I thank the noble Baroness. On insurance, I did not hear my noble friend Lord Callanan’s response, so I do not want to conflict with what he may have said, but the key thing here is that when one takes out a general business policy, one has the option of an extension for pandemic cover. The problem is that I think most businesses did not elect to do that, so it would not be right then to impose that cover on insurers retrospectively through the route suggested by the noble Baroness.

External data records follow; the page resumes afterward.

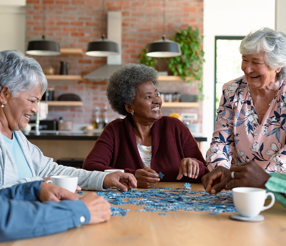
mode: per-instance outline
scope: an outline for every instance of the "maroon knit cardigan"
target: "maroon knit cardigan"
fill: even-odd
[[[162,182],[201,182],[208,169],[197,143],[183,123],[173,117],[162,116],[152,126],[151,135],[151,168],[164,174]],[[195,179],[184,176],[177,180],[181,161],[186,158],[198,163],[198,176]],[[129,116],[115,120],[105,127],[83,166],[90,171],[124,169],[133,174],[137,169],[144,168]]]

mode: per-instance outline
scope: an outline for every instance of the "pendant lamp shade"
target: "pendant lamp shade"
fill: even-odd
[[[45,0],[43,0],[43,34],[41,40],[30,41],[25,53],[33,55],[58,55],[61,54],[59,44],[57,42],[45,39],[45,21],[46,9]]]
[[[152,57],[173,57],[181,55],[180,44],[167,39],[165,35],[161,39],[149,44],[146,54]]]
[[[42,40],[30,41],[26,53],[33,55],[58,55],[61,54],[59,44],[43,38]]]
[[[101,38],[88,43],[86,54],[90,56],[106,57],[119,53],[118,44],[108,40],[103,35]]]

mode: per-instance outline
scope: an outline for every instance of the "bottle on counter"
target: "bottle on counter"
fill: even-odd
[[[108,124],[108,117],[107,117],[107,106],[106,105],[104,107],[104,122],[103,127],[105,127],[105,126]]]
[[[100,119],[99,118],[99,108],[98,107],[95,108],[95,120],[93,122],[93,127],[95,129],[99,128]]]

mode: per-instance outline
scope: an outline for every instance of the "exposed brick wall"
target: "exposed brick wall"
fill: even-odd
[[[163,31],[163,0],[105,0],[102,23],[101,0],[46,0],[45,32],[46,38],[59,42],[62,48],[79,48],[85,51],[89,42],[100,38],[103,30],[106,33],[107,11],[121,11],[122,16],[122,62],[125,64],[139,62],[138,57],[148,43],[162,37]],[[26,39],[40,39],[43,31],[43,5],[41,0],[27,0]],[[178,29],[189,25],[197,26],[202,35],[202,0],[166,0],[165,34],[169,39]],[[107,37],[108,38],[108,37]],[[62,55],[55,57],[37,57],[43,69],[49,66],[59,72],[60,62],[70,64],[70,74],[84,75],[106,64],[106,58],[84,54]],[[166,64],[160,61],[160,70],[166,70]],[[75,93],[83,101],[82,107],[50,107],[48,119],[62,116],[76,123],[90,123],[94,116],[95,107],[100,107],[103,117],[104,106],[108,104],[105,95],[106,81],[49,81],[55,88],[56,99],[63,93]],[[180,90],[192,91],[191,85],[184,83],[161,83],[165,91]],[[166,87],[167,87],[167,88]],[[168,87],[169,87],[168,88]],[[172,87],[173,87],[173,88]],[[200,109],[162,108],[164,115],[174,112],[195,111],[201,120]],[[112,120],[119,116],[108,107],[108,116]]]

On paying council tax rather than business rates, as I have mentioned before, we have put together a package of some 11 types of support for businesses, ranging from the very smallest to the largest, including such things as the deferral of tax liabilities. I believe that there are 1.3 million self-employed people on self-assessment. Deferring will provide that whole cohort with some £13 billion in cash flow. So a range of measures is there. It is important for noble Lords to look in the round at the support that we are offering.
In light of my noble friend stating that record levels of debt will result from this virus, and in light of the Bank of England purchasing significant amounts of conventional gilts, might he ask his colleagues whether they are considering liaising with the DMO to issue specific gilts for pension funds which have more than £1 trillion? That could be invested in mortality or longevity gilts, CPI-linked gilts and LPI-linked gilts to assist those defined benefit schemes that have significant problems in light of the current circumstances, to match their liabilities more accurately.
My noble friend makes a very good point. It is certainly an idea that I will take back to the Treasury for further discussion. We issued war loans in both of the last world wars and it took a long time to pay them off, but it is a way of ring-fencing the efforts that we will have to deploy to bring the country back from this awful business. So I thank my noble friend for her very sound suggestion.
Virtual Proceeding adjourned at 6.13 pm.